In re Meyer, 688 F.2d 789, 794, 215 USPQ 193, 197 (CCPA 1982). No wonder the Benson rule is confusing when electrical, chemical, or mechanical processes escape scrutiny when expressed in written language, but become suspect when expressed in the mathematical language. In In re Grams, 888 F.2d 835, 12 USPQ2d 1824 (Fed. Cir. 1989), for instance, a medical diagnostic process was considered an unpatentable “mathematical algorithm” even though it did not present, or propose a solution to, a mathematical problem at all.
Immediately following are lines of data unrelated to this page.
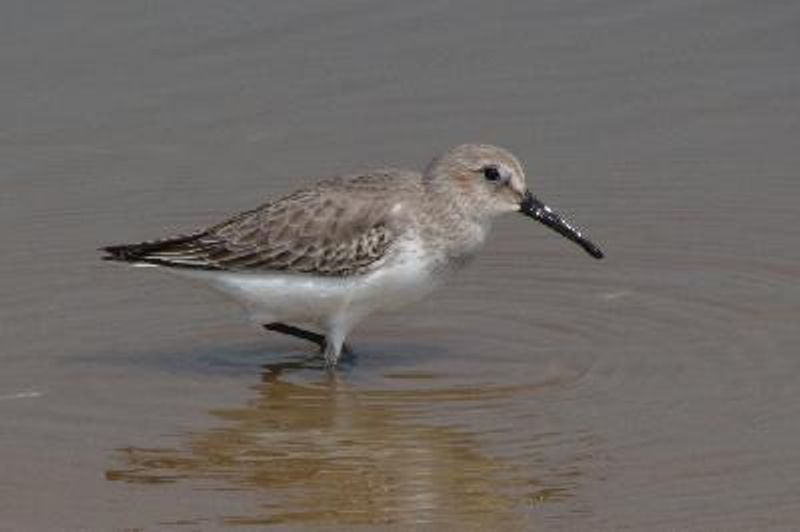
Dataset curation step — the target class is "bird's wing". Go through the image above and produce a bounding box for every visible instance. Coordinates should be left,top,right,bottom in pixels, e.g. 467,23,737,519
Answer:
103,170,418,276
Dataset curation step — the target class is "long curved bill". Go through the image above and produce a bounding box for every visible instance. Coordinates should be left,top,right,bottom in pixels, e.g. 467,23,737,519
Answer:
519,190,604,259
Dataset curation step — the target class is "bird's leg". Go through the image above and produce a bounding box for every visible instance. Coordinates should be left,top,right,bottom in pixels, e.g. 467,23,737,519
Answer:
264,322,328,351
322,336,348,368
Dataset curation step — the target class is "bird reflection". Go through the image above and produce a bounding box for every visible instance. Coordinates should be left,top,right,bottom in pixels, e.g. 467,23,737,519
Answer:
106,352,576,527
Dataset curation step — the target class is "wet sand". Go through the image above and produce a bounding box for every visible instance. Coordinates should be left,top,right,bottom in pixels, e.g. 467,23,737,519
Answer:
0,0,800,530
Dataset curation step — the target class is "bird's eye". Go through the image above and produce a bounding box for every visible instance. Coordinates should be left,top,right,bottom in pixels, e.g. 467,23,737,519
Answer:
483,166,500,181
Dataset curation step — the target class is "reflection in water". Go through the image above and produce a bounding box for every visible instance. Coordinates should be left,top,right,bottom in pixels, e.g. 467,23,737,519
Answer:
106,360,576,526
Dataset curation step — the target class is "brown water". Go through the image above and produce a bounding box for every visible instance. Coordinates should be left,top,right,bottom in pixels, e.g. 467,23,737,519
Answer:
0,0,800,530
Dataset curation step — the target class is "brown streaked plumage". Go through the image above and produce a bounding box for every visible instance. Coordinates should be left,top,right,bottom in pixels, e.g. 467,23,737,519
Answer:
103,169,420,276
102,144,602,365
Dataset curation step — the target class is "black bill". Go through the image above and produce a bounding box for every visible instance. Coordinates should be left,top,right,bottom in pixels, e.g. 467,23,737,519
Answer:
519,191,604,259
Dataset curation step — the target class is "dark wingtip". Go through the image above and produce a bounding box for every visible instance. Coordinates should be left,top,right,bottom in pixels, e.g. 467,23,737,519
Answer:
97,245,139,262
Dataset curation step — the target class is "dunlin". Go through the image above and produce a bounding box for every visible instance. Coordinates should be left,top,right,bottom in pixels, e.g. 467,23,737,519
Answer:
102,144,603,366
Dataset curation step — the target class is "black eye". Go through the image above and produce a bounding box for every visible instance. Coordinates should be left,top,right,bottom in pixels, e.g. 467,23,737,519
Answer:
483,166,500,181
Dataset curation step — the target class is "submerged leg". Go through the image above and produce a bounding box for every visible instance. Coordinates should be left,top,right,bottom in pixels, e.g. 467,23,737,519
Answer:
264,321,327,351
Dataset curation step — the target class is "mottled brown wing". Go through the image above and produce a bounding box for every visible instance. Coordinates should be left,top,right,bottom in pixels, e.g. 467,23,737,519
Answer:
105,172,418,276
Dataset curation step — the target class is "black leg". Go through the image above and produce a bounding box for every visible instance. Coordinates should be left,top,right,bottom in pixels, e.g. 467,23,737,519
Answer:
264,322,325,350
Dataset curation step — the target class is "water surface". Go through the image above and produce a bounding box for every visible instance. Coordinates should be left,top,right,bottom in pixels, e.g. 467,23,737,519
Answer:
0,0,800,530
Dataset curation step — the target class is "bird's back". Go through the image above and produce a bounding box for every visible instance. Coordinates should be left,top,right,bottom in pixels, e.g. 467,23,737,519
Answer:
103,169,421,277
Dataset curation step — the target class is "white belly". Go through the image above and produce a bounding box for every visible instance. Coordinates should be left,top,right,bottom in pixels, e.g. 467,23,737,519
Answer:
175,247,438,329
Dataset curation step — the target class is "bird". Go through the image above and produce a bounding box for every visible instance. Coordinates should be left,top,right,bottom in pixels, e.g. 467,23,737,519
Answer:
100,143,604,368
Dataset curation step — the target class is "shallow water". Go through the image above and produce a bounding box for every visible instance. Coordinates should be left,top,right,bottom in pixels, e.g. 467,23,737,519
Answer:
0,0,800,530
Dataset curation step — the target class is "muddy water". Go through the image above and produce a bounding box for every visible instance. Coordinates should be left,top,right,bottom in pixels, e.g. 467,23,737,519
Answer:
0,0,800,530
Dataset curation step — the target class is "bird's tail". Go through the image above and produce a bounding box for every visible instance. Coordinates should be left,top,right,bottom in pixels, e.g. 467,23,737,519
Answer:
99,233,220,269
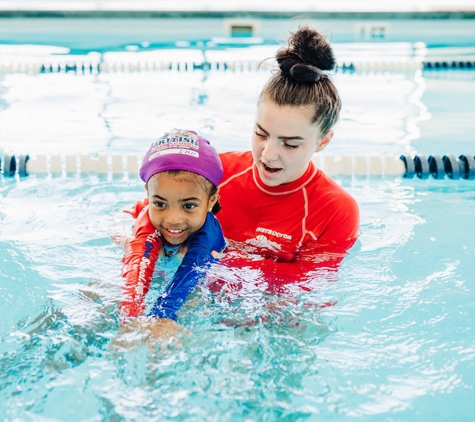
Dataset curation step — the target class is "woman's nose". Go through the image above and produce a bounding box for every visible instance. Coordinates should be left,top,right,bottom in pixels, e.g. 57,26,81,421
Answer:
262,139,279,161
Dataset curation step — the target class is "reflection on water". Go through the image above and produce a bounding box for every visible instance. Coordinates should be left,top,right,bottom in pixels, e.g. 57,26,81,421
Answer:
0,176,475,420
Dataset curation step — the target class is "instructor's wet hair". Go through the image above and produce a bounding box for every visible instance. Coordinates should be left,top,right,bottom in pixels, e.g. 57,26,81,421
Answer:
261,26,341,136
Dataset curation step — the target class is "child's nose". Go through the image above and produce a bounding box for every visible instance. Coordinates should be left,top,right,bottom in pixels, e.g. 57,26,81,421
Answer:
165,210,183,225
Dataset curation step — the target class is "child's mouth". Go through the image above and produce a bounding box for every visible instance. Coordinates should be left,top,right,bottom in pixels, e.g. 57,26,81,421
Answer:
165,229,185,239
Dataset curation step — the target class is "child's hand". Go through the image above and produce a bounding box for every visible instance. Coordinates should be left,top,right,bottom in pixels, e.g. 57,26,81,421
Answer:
110,316,189,349
211,251,226,259
111,234,134,250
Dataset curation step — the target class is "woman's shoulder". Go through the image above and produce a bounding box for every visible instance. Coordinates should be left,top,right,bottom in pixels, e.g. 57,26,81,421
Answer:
219,151,253,167
219,151,254,175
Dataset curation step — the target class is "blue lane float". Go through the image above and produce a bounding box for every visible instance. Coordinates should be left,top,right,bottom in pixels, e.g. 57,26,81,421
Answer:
0,154,475,180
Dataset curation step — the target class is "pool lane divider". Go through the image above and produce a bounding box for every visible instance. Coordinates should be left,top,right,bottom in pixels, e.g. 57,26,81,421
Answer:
0,59,475,74
0,154,475,180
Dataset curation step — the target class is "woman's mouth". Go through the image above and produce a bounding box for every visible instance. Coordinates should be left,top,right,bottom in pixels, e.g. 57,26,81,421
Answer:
262,163,282,173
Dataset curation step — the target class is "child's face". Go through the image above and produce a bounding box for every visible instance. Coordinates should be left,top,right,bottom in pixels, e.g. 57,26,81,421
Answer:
145,173,218,245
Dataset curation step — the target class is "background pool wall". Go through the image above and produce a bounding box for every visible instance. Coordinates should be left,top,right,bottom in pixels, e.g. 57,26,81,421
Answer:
0,10,475,52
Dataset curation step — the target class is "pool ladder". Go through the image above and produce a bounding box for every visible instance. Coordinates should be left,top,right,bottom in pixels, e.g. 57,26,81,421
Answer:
0,154,475,180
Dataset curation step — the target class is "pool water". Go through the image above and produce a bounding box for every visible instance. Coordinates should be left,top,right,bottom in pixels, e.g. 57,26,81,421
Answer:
0,38,475,421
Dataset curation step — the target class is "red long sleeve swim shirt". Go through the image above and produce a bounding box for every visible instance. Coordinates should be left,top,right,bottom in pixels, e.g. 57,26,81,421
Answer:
217,151,359,278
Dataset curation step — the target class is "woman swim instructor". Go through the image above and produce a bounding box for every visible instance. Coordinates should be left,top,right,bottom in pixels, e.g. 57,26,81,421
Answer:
217,26,359,279
117,27,359,336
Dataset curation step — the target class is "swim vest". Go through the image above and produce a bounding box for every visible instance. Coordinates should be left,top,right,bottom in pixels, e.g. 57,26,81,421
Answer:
119,201,226,320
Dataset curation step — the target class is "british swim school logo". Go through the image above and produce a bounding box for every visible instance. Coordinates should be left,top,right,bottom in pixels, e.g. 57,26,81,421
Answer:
148,131,200,161
256,227,292,240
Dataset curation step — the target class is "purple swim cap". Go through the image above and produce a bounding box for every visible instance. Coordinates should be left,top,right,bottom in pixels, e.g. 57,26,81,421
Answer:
139,129,223,186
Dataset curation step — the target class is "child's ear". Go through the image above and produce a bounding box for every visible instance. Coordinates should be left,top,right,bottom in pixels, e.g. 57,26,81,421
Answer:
208,189,219,211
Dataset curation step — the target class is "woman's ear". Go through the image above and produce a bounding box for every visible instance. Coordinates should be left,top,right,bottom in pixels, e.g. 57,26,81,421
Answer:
315,130,334,152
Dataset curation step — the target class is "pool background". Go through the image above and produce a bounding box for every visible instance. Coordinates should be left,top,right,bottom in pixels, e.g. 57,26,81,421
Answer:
0,10,475,421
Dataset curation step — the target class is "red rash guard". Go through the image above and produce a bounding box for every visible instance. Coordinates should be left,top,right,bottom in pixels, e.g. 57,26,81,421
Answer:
217,151,359,281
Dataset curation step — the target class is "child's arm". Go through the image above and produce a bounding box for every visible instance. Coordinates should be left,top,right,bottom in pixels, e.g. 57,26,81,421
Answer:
149,212,226,321
119,207,162,317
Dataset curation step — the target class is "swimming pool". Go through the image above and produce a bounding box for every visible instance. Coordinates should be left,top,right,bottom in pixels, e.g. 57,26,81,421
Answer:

3 The Court in Diehr stated: “we concluded that such an algorithm, or mathematical formula, is like a law of nature, which cannot be the subject of a patent.” 450 U.S. at 186 (emphasis added). In fact, a mathematical algorithm does not appear in nature at all, but only in human numerical processes. A law of nature is indeed not patentable, but for reasons unrelated to the meaning of “process.” A law of nature, even if a process, is not “new” within the meaning of Section 101. Moreover, in Sarker, this court’s predecessor gave another reason a law of nature cannot satisfy section 101. In re Sarker, 588 F.2d 1330, 1333, 200 USPQ 132, 137 (CCPA 1978). In sum, the Patent Act excludes laws of nature from patent protection even without a strained explanation excluding laws of nature from the meaning of “process.” It is difficult to determine how or why mathematical algorithms are “like” laws of nature.